FIG. 1 is a side view showing an outline of a motorcycle including an intake device according to an embodiment of the present invention.

FIG. 2 is an enlarged plan view showing a main part of a front half of the motorcycle shown in FIG.

FIG. 3 is a front view of FIG. 2;

FIG. 4 is a side view of FIG. 2, partly in cross section.

[Explanation of symbols]

 1 Head Pipe 2 Main Frame 3 Engine 8 Fairing 9 Air Cleaner 10 Carburetor 12 Air Intake 13 Intake Duct 17 Air Vent Tube (Air Vent Passage) A Motorcycle

[Procedure amendment]

[Submission date] June 5, 1995

[Procedure Amendment 1]

[Document name to be amended] Statement

[Name of item to be corrected] Brief description of the drawing

[Correction method] Change

[Correction content]

[Brief description of drawings]

FIG. 1 is a side view showing an outline of a motorcycle including an intake device according to an embodiment of the present invention.

FIG. 2 is an enlarged plan view showing a main part of a front half of the motorcycle shown in FIG.

FIG. 3 is a front view of FIG. 2;

FIG. 4 is a side view of FIG. 2, partly in cross section.

FIG. 5 is a plan view showing a front half portion of a motorcycle provided with an intake device according to another embodiment of the present invention.
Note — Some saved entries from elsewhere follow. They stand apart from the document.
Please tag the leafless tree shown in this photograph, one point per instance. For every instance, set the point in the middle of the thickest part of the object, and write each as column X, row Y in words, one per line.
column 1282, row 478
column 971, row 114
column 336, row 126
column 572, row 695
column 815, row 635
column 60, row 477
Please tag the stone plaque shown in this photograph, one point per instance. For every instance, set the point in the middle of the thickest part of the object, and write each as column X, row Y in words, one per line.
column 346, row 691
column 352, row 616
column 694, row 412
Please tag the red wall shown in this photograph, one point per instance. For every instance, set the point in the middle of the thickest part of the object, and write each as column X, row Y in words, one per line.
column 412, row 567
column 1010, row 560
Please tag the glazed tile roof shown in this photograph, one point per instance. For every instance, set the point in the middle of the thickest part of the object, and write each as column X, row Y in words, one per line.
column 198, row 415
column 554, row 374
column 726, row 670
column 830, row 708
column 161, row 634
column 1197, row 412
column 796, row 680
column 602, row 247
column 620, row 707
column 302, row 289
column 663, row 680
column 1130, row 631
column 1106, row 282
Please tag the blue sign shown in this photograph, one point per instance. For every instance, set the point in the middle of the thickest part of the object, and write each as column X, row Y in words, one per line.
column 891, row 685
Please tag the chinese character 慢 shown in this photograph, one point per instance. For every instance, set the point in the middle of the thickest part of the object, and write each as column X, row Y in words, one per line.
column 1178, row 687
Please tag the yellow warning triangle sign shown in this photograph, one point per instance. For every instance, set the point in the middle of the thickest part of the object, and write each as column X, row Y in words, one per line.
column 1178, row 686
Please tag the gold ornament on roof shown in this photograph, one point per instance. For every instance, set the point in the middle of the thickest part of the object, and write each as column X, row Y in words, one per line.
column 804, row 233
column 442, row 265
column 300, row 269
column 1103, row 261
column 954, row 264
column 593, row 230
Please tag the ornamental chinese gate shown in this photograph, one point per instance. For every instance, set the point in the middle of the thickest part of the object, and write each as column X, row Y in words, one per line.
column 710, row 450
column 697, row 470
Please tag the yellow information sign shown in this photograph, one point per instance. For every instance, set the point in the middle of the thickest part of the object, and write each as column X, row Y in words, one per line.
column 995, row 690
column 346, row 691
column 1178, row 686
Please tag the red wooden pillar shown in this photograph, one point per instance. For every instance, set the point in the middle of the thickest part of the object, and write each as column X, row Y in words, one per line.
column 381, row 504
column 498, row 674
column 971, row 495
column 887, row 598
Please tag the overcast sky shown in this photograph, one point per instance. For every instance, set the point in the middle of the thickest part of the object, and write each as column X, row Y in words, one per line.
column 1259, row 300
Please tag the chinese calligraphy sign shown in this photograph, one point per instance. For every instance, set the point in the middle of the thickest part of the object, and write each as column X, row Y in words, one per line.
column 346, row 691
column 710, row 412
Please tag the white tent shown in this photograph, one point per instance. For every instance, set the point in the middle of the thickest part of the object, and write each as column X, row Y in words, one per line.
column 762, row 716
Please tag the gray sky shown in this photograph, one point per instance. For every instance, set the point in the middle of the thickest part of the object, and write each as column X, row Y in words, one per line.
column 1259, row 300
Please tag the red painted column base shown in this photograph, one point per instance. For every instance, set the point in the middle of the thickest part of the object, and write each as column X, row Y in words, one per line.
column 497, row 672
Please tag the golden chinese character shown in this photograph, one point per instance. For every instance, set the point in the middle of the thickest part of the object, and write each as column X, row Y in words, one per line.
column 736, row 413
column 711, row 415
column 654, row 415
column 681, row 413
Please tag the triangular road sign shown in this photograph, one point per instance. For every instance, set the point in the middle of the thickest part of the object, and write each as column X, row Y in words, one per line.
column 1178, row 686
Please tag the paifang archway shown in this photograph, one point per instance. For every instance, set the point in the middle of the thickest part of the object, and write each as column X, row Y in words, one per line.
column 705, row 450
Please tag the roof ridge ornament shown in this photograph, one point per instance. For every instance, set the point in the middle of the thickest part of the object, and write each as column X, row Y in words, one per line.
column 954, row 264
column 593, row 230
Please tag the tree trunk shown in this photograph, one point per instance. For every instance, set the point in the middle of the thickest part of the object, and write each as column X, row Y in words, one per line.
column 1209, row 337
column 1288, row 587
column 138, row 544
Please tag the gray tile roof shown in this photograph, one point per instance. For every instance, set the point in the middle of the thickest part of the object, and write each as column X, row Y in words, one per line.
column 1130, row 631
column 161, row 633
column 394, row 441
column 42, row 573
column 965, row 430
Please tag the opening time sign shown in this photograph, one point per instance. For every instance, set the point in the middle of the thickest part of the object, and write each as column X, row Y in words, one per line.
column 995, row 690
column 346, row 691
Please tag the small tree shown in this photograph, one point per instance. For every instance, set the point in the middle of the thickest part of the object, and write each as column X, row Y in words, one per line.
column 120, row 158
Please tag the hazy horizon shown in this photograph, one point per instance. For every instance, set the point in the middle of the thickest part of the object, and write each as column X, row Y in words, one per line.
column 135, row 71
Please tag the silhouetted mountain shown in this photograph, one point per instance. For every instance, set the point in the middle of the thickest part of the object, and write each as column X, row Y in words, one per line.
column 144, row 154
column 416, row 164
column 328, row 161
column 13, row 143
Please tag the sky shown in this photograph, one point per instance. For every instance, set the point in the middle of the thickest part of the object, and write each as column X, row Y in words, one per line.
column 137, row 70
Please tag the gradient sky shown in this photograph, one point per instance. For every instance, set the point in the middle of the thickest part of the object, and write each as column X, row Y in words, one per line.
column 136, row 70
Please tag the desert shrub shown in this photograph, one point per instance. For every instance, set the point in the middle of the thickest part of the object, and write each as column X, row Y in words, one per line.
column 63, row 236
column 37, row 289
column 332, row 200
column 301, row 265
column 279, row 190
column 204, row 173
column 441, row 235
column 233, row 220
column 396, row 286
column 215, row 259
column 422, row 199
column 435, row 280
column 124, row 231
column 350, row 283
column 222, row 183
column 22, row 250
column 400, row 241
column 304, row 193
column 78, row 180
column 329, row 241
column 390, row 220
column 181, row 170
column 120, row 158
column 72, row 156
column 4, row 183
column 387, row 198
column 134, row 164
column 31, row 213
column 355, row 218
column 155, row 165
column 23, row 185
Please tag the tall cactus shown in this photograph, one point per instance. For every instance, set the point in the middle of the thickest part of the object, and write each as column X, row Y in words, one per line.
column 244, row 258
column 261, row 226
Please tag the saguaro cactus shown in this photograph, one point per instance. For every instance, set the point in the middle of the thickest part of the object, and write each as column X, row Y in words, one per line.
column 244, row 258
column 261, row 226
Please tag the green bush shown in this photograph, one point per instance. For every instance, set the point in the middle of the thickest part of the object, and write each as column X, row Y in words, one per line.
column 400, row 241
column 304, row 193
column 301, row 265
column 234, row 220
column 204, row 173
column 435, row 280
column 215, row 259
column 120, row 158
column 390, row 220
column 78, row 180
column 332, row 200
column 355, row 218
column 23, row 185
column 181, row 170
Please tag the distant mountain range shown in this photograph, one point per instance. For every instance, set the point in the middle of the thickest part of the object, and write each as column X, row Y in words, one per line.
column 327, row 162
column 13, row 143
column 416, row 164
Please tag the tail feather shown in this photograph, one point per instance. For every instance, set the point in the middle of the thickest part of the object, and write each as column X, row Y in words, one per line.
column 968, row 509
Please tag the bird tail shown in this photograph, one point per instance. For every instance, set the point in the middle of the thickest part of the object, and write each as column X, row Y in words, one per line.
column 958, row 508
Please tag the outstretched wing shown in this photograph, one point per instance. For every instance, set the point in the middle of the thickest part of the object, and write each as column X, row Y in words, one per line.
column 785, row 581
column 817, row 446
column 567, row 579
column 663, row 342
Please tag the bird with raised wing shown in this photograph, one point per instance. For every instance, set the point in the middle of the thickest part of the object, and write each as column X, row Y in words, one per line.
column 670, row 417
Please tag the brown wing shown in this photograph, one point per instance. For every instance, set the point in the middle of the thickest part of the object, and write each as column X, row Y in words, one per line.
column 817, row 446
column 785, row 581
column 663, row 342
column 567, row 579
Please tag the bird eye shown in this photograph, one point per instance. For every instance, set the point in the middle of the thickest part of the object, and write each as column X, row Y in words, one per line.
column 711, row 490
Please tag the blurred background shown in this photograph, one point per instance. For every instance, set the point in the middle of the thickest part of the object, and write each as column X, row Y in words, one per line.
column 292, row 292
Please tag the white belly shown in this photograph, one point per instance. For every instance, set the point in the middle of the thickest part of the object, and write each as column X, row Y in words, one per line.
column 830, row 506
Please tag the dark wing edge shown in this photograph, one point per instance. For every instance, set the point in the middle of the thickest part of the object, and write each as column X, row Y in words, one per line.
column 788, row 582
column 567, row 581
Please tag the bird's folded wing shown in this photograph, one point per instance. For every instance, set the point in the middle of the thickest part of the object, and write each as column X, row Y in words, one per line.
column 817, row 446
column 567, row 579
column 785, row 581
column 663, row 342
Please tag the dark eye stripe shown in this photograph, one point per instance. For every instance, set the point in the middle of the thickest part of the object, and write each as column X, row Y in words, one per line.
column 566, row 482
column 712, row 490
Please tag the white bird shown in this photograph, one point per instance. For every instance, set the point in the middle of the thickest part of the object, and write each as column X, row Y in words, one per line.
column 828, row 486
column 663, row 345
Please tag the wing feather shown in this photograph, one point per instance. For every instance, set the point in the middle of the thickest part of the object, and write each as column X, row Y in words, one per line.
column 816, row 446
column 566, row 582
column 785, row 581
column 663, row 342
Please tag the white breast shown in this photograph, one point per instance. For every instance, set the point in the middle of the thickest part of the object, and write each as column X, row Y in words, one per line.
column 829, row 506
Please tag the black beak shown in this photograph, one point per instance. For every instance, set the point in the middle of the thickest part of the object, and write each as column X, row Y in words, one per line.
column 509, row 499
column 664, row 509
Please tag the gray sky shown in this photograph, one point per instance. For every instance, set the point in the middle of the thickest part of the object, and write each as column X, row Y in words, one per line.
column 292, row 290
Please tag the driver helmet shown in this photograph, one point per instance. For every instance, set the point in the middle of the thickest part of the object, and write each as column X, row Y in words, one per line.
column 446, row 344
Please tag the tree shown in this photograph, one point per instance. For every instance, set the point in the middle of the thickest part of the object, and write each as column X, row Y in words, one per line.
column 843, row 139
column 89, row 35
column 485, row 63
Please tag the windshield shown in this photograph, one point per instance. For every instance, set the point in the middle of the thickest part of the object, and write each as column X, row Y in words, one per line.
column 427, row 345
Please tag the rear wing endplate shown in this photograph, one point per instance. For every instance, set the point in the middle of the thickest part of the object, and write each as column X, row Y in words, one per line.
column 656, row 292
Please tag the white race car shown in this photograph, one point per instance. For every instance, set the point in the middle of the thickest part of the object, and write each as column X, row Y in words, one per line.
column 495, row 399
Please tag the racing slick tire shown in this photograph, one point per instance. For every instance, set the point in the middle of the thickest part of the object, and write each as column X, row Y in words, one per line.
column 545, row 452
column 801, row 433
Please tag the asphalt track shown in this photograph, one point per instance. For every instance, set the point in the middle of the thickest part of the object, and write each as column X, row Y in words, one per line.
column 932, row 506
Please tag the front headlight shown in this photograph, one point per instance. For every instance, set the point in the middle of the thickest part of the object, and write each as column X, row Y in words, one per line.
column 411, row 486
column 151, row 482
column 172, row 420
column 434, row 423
FIG. 6 is a side view of FIG. 5;

FIG. 7 is a plan view showing a front half portion of a motorcycle provided with an intake device according to still another embodiment of the present invention.

FIG. 8 is a side view of FIG. 7;

[Explanation of reference symbols] 1 head pipe 2 main frame 3 engine 8 fairing 9 air cleaner 10 carburetor 12 air intake 13 intake duct 17 air vent tube (air vent passage) A motorcycle

Claims (5)

[Claims] 1. An intake system for a vehicle engine in which outside air is introduced into a carburetor through an air cleaner using traveling wind pressure, and the mixture mixed with fuel in the carburetor is introduced into a combustion chamber. An air intake device for a vehicle engine, wherein air intakes are provided symmetrically with respect to an axis, and the respective air intakes and the air intake of the air cleaner are connected by independent air intake ducts. 2. The motorcycle is a motorcycle having a fairing, wherein the air intakes are opened on both sides of the front surface of the fairing, and the air intakes and the air intakes of the air cleaners are independent of each other. The intake system for a vehicle engine according to claim 1, wherein the intake systems are connected by symmetrical intake ducts. 3. The intake system for a vehicle engine according to claim 2, wherein the intake ducts on both sides are formed integrally with the fairing. 4. A front end opening of an air vent passage communicating with an upper space of a float chamber of the carburetor,
The intake system for a vehicle engine according to any one of claims 1 to 3, wherein the intake system is arranged near the air intake port of each intake duct toward the front. 5. A front end opening of an air vent passage communicated with an upper space of a float chamber of the carburetor,
The intake system for a vehicle engine according to claim 2 or 3, wherein the intake system is provided in a central portion of the fairing.